[Gerfaut by Charles de Bernard]@TWC D-Link book
Gerfaut

CHAPTER II
19/20

Her niece sat motionless, with her eyes fastened upon the yellow cover of the last number of 'La Mode,' which had chanced to fall into her hands.

She aroused herself at last from her revery and carelessly turned over the leaves of the review in a manner which showed how little interest she felt in it.

As she turned the first page a surprised cry escaped her, and her eyes were fastened upon the pamphlet with eager curiosity.

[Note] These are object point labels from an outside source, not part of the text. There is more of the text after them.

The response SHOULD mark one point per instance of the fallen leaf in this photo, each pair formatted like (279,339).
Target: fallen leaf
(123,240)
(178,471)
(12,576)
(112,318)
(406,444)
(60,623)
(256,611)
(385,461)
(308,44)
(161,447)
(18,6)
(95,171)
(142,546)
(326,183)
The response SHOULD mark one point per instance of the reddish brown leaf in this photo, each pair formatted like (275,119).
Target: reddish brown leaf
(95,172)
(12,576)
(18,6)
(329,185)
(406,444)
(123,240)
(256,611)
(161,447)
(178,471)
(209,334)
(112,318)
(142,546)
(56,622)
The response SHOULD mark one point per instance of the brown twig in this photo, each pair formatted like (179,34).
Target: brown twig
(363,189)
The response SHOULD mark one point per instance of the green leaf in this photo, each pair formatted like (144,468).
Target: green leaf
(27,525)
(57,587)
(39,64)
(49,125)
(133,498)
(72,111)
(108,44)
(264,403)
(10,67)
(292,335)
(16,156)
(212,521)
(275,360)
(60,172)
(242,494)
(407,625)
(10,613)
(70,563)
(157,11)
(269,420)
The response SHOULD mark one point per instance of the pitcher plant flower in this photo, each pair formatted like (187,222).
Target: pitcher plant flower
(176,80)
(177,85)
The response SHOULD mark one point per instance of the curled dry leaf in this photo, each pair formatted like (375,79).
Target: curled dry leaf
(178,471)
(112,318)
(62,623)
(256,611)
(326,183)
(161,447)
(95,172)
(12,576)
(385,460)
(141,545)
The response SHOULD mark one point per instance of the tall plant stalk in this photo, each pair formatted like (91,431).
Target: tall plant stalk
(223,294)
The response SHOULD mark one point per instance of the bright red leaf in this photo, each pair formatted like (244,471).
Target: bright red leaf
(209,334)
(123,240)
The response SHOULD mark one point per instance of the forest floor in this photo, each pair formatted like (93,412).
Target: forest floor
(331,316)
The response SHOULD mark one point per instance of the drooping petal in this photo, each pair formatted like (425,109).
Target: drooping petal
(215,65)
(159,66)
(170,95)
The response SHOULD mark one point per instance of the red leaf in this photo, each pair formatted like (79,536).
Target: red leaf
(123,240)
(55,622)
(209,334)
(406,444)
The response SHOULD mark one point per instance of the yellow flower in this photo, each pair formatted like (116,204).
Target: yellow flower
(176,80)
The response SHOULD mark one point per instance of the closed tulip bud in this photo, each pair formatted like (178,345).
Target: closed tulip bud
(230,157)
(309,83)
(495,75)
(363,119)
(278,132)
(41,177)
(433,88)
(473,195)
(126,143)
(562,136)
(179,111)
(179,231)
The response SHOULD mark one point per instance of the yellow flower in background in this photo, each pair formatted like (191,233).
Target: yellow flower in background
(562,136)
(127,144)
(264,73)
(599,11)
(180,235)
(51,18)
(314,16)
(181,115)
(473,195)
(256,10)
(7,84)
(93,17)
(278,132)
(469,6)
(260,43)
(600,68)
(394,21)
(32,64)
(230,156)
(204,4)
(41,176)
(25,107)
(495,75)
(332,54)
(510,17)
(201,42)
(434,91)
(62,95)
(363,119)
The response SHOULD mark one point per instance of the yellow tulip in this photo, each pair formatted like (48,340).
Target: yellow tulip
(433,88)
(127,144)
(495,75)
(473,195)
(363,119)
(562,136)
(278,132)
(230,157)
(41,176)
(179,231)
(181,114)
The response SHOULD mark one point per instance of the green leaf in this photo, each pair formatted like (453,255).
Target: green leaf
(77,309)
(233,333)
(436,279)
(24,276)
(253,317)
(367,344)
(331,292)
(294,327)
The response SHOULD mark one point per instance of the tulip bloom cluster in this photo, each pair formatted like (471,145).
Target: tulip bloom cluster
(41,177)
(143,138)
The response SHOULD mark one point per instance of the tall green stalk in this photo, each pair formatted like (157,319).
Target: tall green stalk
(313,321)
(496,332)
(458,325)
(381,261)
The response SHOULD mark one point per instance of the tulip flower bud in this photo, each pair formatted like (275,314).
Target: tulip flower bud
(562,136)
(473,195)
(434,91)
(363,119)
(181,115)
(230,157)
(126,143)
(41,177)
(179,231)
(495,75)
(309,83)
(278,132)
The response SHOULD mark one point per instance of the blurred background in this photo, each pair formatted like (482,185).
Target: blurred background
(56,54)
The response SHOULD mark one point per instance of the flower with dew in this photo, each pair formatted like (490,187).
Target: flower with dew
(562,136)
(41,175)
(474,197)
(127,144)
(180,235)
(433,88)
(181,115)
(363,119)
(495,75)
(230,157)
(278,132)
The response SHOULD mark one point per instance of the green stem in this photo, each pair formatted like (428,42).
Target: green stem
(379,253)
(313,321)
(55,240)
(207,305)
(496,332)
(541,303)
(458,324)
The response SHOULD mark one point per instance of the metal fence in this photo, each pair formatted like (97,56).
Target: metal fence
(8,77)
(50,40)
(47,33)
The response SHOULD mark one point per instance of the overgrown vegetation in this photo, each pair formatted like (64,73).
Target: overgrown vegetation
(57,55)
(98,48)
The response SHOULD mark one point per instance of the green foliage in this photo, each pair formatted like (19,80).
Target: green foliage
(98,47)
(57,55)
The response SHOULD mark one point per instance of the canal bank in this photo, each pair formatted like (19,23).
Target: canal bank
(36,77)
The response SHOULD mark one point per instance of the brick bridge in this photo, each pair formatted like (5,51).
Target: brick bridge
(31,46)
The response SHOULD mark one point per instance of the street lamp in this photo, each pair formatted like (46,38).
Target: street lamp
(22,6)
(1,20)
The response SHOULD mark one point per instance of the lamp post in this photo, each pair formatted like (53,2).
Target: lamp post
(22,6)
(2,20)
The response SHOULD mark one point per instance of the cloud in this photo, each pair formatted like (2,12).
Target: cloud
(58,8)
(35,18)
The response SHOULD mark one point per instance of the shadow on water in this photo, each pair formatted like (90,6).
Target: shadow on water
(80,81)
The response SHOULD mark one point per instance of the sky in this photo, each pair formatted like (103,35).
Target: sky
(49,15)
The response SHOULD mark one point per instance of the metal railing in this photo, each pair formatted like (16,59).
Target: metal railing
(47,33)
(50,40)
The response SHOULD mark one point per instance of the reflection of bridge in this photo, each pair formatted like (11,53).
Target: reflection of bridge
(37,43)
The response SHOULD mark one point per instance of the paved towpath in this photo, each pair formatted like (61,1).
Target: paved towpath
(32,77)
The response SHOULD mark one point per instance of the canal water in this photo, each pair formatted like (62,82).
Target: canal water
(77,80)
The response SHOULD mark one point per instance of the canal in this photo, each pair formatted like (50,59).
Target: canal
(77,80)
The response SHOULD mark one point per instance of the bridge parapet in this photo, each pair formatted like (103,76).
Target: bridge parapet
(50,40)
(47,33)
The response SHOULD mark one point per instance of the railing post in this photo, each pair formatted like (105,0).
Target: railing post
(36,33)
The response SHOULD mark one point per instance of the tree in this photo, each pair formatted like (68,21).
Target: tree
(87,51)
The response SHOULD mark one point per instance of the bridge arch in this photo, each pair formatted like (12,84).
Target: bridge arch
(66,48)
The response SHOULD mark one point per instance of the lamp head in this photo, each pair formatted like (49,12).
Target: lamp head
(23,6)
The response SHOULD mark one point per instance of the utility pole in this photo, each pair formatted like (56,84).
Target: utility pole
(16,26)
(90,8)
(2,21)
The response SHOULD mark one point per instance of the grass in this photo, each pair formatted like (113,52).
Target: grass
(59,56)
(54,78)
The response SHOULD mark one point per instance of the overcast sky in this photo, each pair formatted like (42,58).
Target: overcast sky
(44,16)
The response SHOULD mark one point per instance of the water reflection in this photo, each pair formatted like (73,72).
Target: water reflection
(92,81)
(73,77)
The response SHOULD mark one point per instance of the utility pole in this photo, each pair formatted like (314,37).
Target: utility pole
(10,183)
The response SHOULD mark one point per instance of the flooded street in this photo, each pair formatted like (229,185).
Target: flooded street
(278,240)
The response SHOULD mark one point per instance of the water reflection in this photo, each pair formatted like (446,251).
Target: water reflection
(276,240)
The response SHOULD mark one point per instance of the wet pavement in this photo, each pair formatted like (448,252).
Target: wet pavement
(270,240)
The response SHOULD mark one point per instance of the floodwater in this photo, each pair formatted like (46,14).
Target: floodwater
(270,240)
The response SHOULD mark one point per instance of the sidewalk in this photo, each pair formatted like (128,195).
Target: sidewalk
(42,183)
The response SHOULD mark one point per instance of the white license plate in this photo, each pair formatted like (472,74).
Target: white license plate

Upon the frontispiece, where the Duchesse de Berry's coat-of-arms is engraved, and in the middle of the shield, which was left empty at this time by the absence of the usual fleurs de lys, was sketched with a pencil a bird whose head was surmounted by a baron's coronet.
Curious to know what could have caused her niece so much surprise, Mademoiselle de Corandeuil stretched out her neck and gazed for an instant upon the page without seeing, at first, anything extraordinary, but finally her glance rested upon the armorial bearings, and she discovered the new feature added to the royal Bourbon coat-of-arms.
"A cock!" exclaimed she, after a moment's reflection; "a cock upon Madame's shield! What can that mean, 'bon Dieu'! and it is not engraved nor lithographed; it is drawn with a pencil." "It is not a cock, it is a crowned gerfaut," said Madame de Bergenheim.
"A gerfaut! How do you know what a gerfaut is?
At Corandeuil, in your grandfather's time, there was a falconry, and I have seen gerfauts there, but you--I tell you it is a cock, an old French cock; ugly thing! What you take for a coronet--and it really does resemble one--is a badly drawn cock's comb.

How did this horrid creature come to be there?
I should like to know if such pretty tricks are permitted at the postoffice.